# Ablation Study of DNN Architectures

Choosing an architecture is challenging.  In this notebook, we train a fully-connected network with various widths and depths and compare the function approximation quality.  

There are many other choices we have not considered and you are welcome to explore on your own:

*   Choice of loss function, optimizer, and acitvation function
*   Variable widths through the network (e.g., a network that gets wider and then narrower vs. the opposite)
* More complicated data (e.g., higher dimensional, more difficult one-dimensional function to approximate, etc.)
* and many, many more!












## Step 1: Import Packages

We start by importing the necessary packages to run our code.  We are installing the following packages:

   * deep learning toolbox [Pytorch](https://pytorch.org/)
   * visualization toolbox [Matplotlib](https://matplotlib.org/)
   * DNN101 repository [https://github.com/elizabethnewman/dnn101](https://github.com/elizabethnewman/dnn101).

In [None]:
!python -m pip install git+https://github.com/elizabethnewman/dnn101.git

In [None]:
import dnn101
import torch
import torch.nn as nn
import matplotlib as mpl
import matplotlib.pyplot as plt

## Step 2: Create the Data

We will use a 1D regression problem as a simple starting point.

In [None]:
from dnn101.regression import DNN101DataRegression1D

# set seed for reproducibility
torch.manual_seed(123)

# data parameters
n_train = 2000      # number of training points
n_val   = 100       # number of validation points
n_test  = 100       # number of test points
sigma   = 0.2       # noise level


# function to approximate
f = lambda x: torch.sin(x)
domain  = [-3, 3]   # domain of function
dataset = DNN101DataRegression1D(f, domain, noise_level=sigma)

# generate data
x, y = dataset.generate_data(n_train + n_val + n_test)
(x_train, y_train), (x_val, y_val), (x_test, y_test) = dataset.split_data(x, y, n_train=n_train, n_val=n_val)

# plot data
mpl.rcParams['figure.figsize'] = (8, 6)
mpl.rcParams['lines.linewidth'] = 8
mpl.rcParams['font.size'] = 10

dataset.plot_data(x_train, y_train, x_val, y_val, x_test, y_test)
plt.show()
mpl.rcParams.update(mpl.rcParamsDefault)

### Train with Different Architectures

Here, we compare training a network with various widths and depths.  There are many other parameters with which to play, we limit ourselves to only two.  This is an example of how hard it is to determine the optimal architecture.

In [None]:
from copy import deepcopy

# import training
from dnn101.utils import evaluate, train

# choose candidate weights and depths
widths = 2 ** torch.arange(1, 6)
depths = 2 ** torch.arange(0, 6)
activation = nn.Tanh()
max_iter = 10

# storing results
results = dict()
nets = dict()

for i, wi in enumerate(widths):
    for j, dj in enumerate(depths):
        # set seed for reproducibility
        torch.manual_seed(42)
        
        # build network with different depth and width
        layers = (nn.Linear(x_train.shape[1], wi), activation)
        for _ in range(dj):
            layers += (nn.Linear(wi, wi), activation)
        layers += (nn.Linear(wi, y_train.shape[1]),)

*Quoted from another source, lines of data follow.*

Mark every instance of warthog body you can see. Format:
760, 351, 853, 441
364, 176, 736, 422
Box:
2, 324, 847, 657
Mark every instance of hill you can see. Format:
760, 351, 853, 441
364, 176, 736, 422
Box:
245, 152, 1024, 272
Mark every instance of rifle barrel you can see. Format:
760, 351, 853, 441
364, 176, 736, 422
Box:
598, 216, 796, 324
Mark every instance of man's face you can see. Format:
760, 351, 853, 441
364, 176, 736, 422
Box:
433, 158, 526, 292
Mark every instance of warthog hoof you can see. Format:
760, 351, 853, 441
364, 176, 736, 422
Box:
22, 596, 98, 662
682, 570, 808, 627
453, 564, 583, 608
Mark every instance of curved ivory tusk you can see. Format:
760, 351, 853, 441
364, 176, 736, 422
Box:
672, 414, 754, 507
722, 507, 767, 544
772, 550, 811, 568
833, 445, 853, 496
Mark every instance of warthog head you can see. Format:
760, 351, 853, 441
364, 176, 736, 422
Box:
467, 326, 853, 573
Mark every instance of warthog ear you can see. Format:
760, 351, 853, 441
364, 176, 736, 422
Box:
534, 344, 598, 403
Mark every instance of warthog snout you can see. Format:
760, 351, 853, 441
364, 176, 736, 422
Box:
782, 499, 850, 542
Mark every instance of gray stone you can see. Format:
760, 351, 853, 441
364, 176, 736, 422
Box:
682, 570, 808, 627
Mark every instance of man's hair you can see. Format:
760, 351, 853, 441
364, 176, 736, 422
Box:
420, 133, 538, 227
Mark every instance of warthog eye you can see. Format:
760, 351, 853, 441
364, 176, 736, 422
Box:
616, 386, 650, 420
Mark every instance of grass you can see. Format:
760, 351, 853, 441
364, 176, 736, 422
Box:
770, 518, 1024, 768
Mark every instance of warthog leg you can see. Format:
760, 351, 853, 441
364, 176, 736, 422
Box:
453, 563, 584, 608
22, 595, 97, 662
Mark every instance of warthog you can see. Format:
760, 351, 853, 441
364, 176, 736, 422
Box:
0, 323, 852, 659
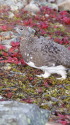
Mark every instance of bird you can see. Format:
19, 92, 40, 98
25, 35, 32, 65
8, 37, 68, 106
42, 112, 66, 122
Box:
16, 26, 70, 80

        net = nn.Sequential(*layers)

        # loss and optimizer
        loss = torch.nn.MSELoss()        
        optimizer = torch.optim.Adam(net.parameters(), lr=1e-3)


        # store and print results
        values = torch.zeros(max_iter + 1, 3)

        loss_train, _ = evaluate(net, loss, (x_train, y_train))
        loss_val, _ = evaluate(net, loss, (x_val, y_val))
        values[0] = torch.tensor([-1, loss_train, loss_val])
        

        # ============================================================================ #
        for my_iter in range(max_iter):
            # training step
            loss_running, _ = train(net, loss, (x_train, y_train), optimizer)

            # re-evaluate
            loss_train, _ = evaluate(net, loss, (x_train, y_train))
            loss_val, _ = evaluate(net, loss, (x_val, y_val))

            # store and print or plot results
            values[my_iter + 1] = torch.tensor([my_iter, loss_train, loss_val])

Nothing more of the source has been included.